- Location: Balad, Iraq
- Date: February 10, 2008 1630 (1330 GMT) (UTC+3)
- Attack type: car bomb
- Deaths: 25-33 (reports vary)
- Injured: 40+
- Perpetrators: Unknown

= 2008 Balad bombing =

Suicide car bombing in Iraq

The 2008 Balad bombing occurred on February 10, 2008 when a car bomb detonated in a market in Balad, Iraq, at a strategic Iraqi Army checkpoint. It killed at least 25 and injuring 40 more, though some estimates place the death toll at 33. Some buildings have collapsed and several people have been reported missing, adding to the possible death toll.

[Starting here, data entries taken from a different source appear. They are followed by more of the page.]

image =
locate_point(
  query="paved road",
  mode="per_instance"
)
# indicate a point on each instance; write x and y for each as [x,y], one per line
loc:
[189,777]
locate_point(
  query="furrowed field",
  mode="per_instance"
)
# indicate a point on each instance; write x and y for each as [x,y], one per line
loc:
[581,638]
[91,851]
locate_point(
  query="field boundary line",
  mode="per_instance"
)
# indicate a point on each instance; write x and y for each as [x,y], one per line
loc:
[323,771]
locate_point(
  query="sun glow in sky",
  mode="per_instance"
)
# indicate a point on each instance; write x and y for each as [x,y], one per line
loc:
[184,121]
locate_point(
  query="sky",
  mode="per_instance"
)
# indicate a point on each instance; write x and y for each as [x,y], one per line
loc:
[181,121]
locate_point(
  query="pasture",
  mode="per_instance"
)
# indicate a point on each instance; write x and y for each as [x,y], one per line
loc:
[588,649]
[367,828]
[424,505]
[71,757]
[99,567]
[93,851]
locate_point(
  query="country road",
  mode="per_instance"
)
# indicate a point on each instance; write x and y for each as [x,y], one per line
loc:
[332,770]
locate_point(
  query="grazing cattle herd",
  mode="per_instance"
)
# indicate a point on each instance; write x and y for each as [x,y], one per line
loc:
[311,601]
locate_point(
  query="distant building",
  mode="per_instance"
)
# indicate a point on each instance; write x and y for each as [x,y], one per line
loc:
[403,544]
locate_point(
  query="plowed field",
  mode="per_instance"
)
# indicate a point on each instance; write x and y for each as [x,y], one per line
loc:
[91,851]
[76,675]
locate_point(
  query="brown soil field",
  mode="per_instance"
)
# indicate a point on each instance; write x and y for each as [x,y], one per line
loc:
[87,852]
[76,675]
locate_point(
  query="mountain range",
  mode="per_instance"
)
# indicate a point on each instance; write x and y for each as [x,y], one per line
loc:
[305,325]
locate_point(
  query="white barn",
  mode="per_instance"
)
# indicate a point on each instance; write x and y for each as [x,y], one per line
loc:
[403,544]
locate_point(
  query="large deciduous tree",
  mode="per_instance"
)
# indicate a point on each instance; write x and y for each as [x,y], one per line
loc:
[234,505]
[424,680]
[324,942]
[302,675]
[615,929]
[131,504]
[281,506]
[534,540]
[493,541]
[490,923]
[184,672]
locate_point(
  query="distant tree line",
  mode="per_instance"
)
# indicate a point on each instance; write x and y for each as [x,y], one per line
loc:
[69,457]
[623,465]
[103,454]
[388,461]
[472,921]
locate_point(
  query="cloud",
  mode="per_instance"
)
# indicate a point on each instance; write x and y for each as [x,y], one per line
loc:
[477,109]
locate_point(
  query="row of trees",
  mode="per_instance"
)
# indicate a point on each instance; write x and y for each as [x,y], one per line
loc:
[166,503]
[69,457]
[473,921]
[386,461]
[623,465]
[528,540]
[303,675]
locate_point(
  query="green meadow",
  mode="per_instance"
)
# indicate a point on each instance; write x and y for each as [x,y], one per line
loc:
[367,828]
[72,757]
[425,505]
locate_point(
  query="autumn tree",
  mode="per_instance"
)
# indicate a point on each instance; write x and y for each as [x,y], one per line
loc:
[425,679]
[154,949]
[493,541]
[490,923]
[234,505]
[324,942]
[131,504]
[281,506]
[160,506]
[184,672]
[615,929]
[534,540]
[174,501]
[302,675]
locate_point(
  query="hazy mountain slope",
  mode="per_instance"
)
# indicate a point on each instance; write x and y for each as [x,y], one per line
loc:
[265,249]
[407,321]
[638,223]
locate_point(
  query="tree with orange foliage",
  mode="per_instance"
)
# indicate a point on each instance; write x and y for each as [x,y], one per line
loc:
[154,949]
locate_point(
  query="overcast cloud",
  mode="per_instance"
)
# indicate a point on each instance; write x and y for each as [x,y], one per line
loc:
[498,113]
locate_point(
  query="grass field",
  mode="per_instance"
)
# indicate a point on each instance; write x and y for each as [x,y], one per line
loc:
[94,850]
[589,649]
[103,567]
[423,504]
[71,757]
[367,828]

Among the dead are a driver and Iraqi journalist Alaa Abdulkareem Fartusi, a cameraman for Al-Forat, a Shiite-backed satellite news station. Fartusi marks the first journalist killed in Iraq in 2008. A female reporter was injured in the blast and remains in critical condition.

The bombing was on the same day that U.S. Defense Secretary Robert Gates arrived in Baghdad unannounced to meet Iraqi government leaders and U.S. commanders, including General David Petraeus.

This is the second bomb attack on Balad. The first was on September 29, 2005 when 95 people were killed.